Microsoft has published a new post on its Azure blog, where Chief Technical Officer Mark Russinovich reveals that the company’s cloud services have been running at an average 99.995% uptime over the past year. The number may seem fairly high, but with the increased reliance of companies and people on cloud infrastructure, any failure or problem, such as the one that happened at the beginning of May, is one too many for most people.
Microsoft acknowledges this, and as such, the blog post goes to announce that the company has created a new Quality Engineering team inside Azure, which will be working alongside the existing Site Reliability Engineering team. The new team will set out to develop new ways to make the platform more reliable and prevent incidents such as the one mentioned above.

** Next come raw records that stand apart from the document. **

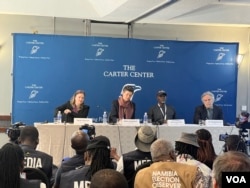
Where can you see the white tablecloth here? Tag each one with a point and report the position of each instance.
(54, 139)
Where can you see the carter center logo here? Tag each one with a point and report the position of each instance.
(33, 94)
(220, 56)
(34, 49)
(99, 51)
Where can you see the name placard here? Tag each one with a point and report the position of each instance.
(176, 122)
(82, 121)
(214, 123)
(130, 122)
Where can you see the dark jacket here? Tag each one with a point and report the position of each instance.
(156, 116)
(201, 113)
(70, 164)
(131, 161)
(114, 113)
(83, 113)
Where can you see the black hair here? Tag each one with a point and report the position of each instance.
(100, 159)
(108, 178)
(183, 148)
(29, 133)
(234, 143)
(129, 88)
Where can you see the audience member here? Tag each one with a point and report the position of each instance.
(208, 110)
(75, 108)
(165, 171)
(108, 178)
(161, 112)
(123, 107)
(234, 143)
(232, 161)
(79, 142)
(11, 167)
(128, 162)
(29, 139)
(97, 157)
(206, 153)
(186, 147)
(242, 122)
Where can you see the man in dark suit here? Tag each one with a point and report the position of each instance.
(161, 112)
(208, 110)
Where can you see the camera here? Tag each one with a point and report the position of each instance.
(89, 130)
(14, 132)
(223, 137)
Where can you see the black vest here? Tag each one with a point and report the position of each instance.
(24, 183)
(131, 161)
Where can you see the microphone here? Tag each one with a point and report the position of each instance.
(100, 107)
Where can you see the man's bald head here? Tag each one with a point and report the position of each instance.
(79, 141)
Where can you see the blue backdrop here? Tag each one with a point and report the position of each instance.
(48, 69)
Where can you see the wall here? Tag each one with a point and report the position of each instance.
(65, 26)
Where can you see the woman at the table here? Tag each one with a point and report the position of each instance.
(123, 107)
(74, 108)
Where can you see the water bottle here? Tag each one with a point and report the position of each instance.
(105, 117)
(59, 117)
(145, 118)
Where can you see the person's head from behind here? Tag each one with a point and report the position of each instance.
(108, 178)
(79, 141)
(243, 117)
(78, 98)
(162, 150)
(232, 161)
(127, 93)
(206, 152)
(207, 99)
(161, 97)
(97, 154)
(11, 164)
(29, 136)
(187, 144)
(234, 143)
(145, 136)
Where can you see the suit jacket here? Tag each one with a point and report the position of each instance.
(83, 113)
(114, 113)
(156, 115)
(201, 113)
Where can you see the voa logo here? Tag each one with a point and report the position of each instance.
(236, 179)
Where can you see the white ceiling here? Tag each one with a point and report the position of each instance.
(194, 12)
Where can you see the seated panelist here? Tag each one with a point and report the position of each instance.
(208, 110)
(123, 107)
(161, 112)
(75, 108)
(242, 121)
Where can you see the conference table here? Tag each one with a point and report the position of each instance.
(54, 139)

To that endeavor, there are a few initiatives already underway. Microsoft is investing in safe deployment practices that involve longer testing through various phases to ensure that changes are deployed safely. The company is also working on zero-impact and low-impact maintenance procedures, greatly reducing or eliminating downtime completely during update processes, for example. To make sure services are ready to deal with failures, Microsoft is injecting faults into its services more frequently before they’re made public, and it’s also planning to give customers the ability to do this on their own.

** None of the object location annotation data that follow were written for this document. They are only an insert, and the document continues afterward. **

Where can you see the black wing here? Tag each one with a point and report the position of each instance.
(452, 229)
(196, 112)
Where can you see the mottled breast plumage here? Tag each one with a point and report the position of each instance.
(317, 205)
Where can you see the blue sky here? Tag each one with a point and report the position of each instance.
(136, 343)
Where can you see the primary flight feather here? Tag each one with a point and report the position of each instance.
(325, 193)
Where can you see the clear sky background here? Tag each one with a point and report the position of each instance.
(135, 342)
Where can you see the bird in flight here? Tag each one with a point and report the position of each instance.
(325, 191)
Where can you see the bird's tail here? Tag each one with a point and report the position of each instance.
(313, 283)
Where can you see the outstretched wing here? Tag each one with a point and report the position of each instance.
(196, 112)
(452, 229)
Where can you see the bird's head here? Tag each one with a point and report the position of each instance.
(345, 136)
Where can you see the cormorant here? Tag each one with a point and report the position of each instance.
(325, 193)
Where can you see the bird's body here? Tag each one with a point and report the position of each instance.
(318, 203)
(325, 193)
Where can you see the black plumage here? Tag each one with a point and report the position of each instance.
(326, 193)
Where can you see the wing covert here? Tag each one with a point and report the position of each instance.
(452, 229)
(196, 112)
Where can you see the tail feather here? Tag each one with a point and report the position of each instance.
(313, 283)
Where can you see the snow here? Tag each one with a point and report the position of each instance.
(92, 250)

Microsoft is also working to expand availability zones, which provide even more reliability to its customers. Currently, they’re available in Azure’s 10 largest markets, and Microsoft is hoping to bring them to the next 10 by 2021. It’s also providing storage-account failover options to customers so that each organization can choose whether to prioritize data retention or time to restore when things go wrong. Microsoft has typically prioritized data retention, which caused some outages to last longer than some would like.
Lastly, there’s Project Tardigrade, which was first announced at this year’s Build. This will allow Azure to detect hardware failures or memory leaks that can cause systems to crash, and freeze the virtual machine before it does. This allows the service to move the workload to a healthy host.